Zaten insanın insan olma doruğu, O'na ulaşmak bütünleşmektir.
...

İnsan form olarak insan olmuş, Ama adam olamamış, Bunca manevi ve hümanist rehberlere rağmen düşünsel-davranışsal boyutta evrimleşme sürmektedir.
Bu kitapda insanın tarihsel gelişim süreci anlatılırken diğer bilimsel araştırma ve keşifler gibi olayların ve anlatımın merkezinde eski dünyanın eski kadim medeniyet coğrafyasından yansımalar var. Arada bir başka coğrafyaların adı geçsede dünya dışından global bakılıp görüntü alınamamış. Halbuki bir sentezleme yapılıp odak dağıtılabilirdi. uzakdoğu güney asya yeni dünya tarihi akışınında ortadoğu akdeniz medeniyetleri ile birlikte tariksel akıntıya katılabilirdi.

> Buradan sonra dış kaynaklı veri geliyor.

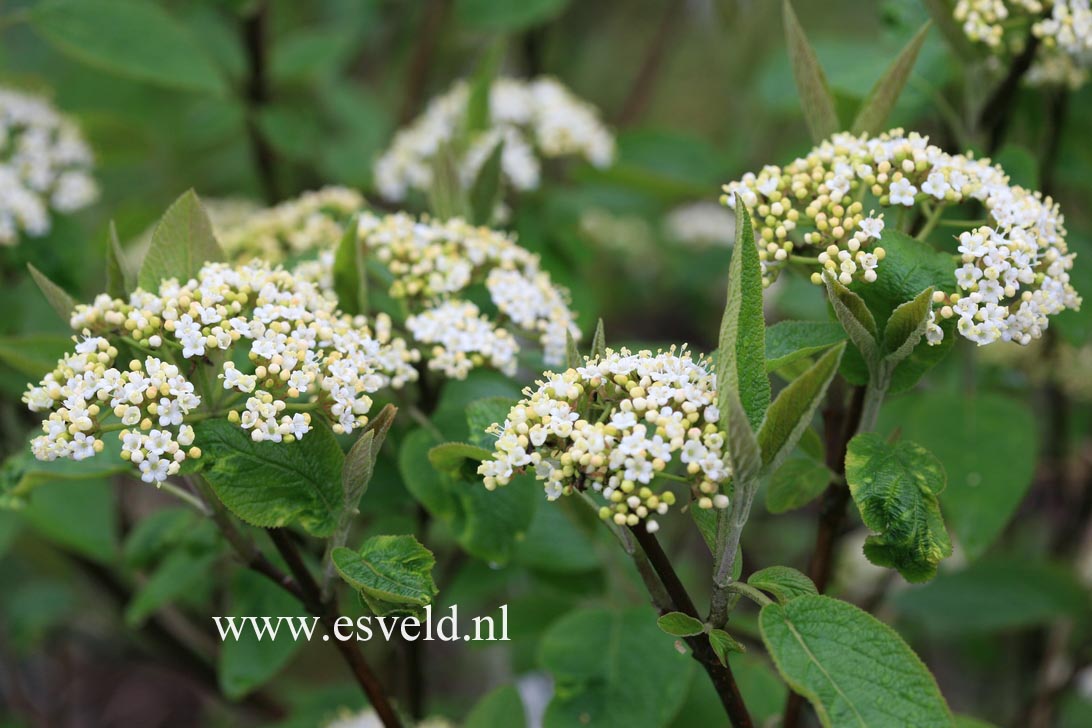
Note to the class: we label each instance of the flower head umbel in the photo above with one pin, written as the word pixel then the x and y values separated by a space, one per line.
pixel 1064 30
pixel 618 426
pixel 295 228
pixel 435 265
pixel 273 349
pixel 534 119
pixel 44 165
pixel 1015 266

Kitap insanın beşeri gelişimindeki devinimleri bilimle buluştururken, coğrafik hatayı işlemiş oluyor. Yazar, Milas İyonya'da Ege'nin doğu kıyılarındaki Anatolia (Anadolu) da bir kent diyeceğine, Yunan kenti deyivermiştir. Bence önce Halikarnas Balıkçısı'nın "Hey Koca Yurt" kitabını okuduktan sonra yaz sa! Çok daha doğru yazabilirdi.

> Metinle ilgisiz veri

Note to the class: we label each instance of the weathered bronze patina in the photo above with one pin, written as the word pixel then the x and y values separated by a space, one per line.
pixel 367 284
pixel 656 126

İnsan kendini beğenir, kendini beğenmek için aynaya bakarak kendine aşina olur. O nedenledirki kendi belleğinde oluşan fikirlerin başkalarından yansımasına da beğeni ile sempati duyar. İnsanlık tarihi, insanın varlık ve bilinçlenmesinin serüveni olarak, genel kültürel birikimle son yılların insanları çoğunlukla, geçmiş insanlık tarihini de eğitimi - öğrenimi gereği bilir. Bu kitab da bir anlamda kendi geçmişimizi aynaya benzer ayrıntılarla önümüze koymakla, bize kendimizi yeniden ama aşinalığımız özdeşliği içinde tanımamızı hatırlatıyor.

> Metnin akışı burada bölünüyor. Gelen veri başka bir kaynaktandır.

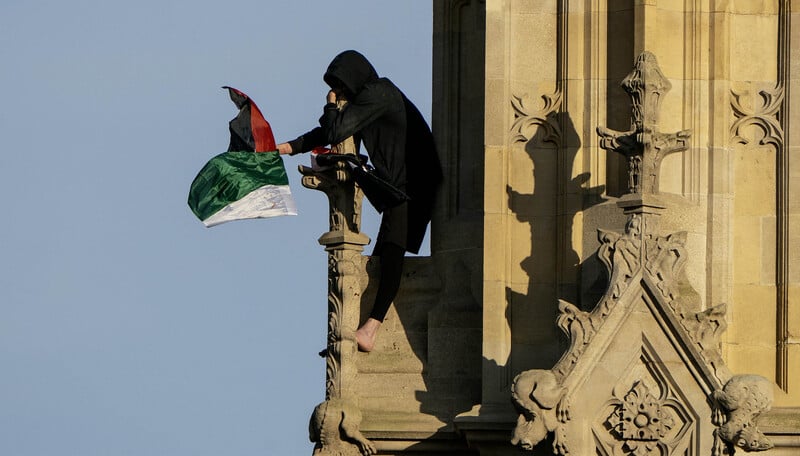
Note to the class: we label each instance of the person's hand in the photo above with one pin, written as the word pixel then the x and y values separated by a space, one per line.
pixel 332 95
pixel 284 148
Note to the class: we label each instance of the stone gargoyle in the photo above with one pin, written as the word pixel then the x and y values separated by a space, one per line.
pixel 537 394
pixel 741 401
pixel 334 429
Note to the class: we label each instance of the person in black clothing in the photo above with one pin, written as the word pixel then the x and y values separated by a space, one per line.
pixel 400 147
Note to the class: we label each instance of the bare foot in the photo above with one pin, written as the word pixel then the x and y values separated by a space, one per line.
pixel 366 334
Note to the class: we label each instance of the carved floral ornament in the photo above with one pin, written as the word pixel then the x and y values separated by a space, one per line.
pixel 528 119
pixel 641 421
pixel 757 109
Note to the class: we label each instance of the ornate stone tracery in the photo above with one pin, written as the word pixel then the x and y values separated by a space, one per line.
pixel 646 285
pixel 334 425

Bu blogu kitabı okudukça güncelleyeceğim. Kitap 582 sayfa okurken dalmamayım diye başlık başlık okuyorum bu da yavaş ilerlemeye neden oluyor. Kütüphane de iki hafta ancak süre veriyor devamlı yenilemek durumunda kalıyorum. Sadece bu kitabı da okumuyorum elbet, diğer kitaplar da var özellikle "Hak Dini Kur'an Dili" tefsirini de okumaya başladım. Yarım olarak devem ettiğim kitaplar var ama şimdi bu iki kitap üstünde yoğunlaşmaktayım.
 
Toplam blog
: 376
: 1841
Kayıt tarihi
: 06.07.07
 
 

Hayat herkes için aslında yalnızlıktır. hiç kimsenin doğal garantisi yoktur. (Günlük atüel haberl..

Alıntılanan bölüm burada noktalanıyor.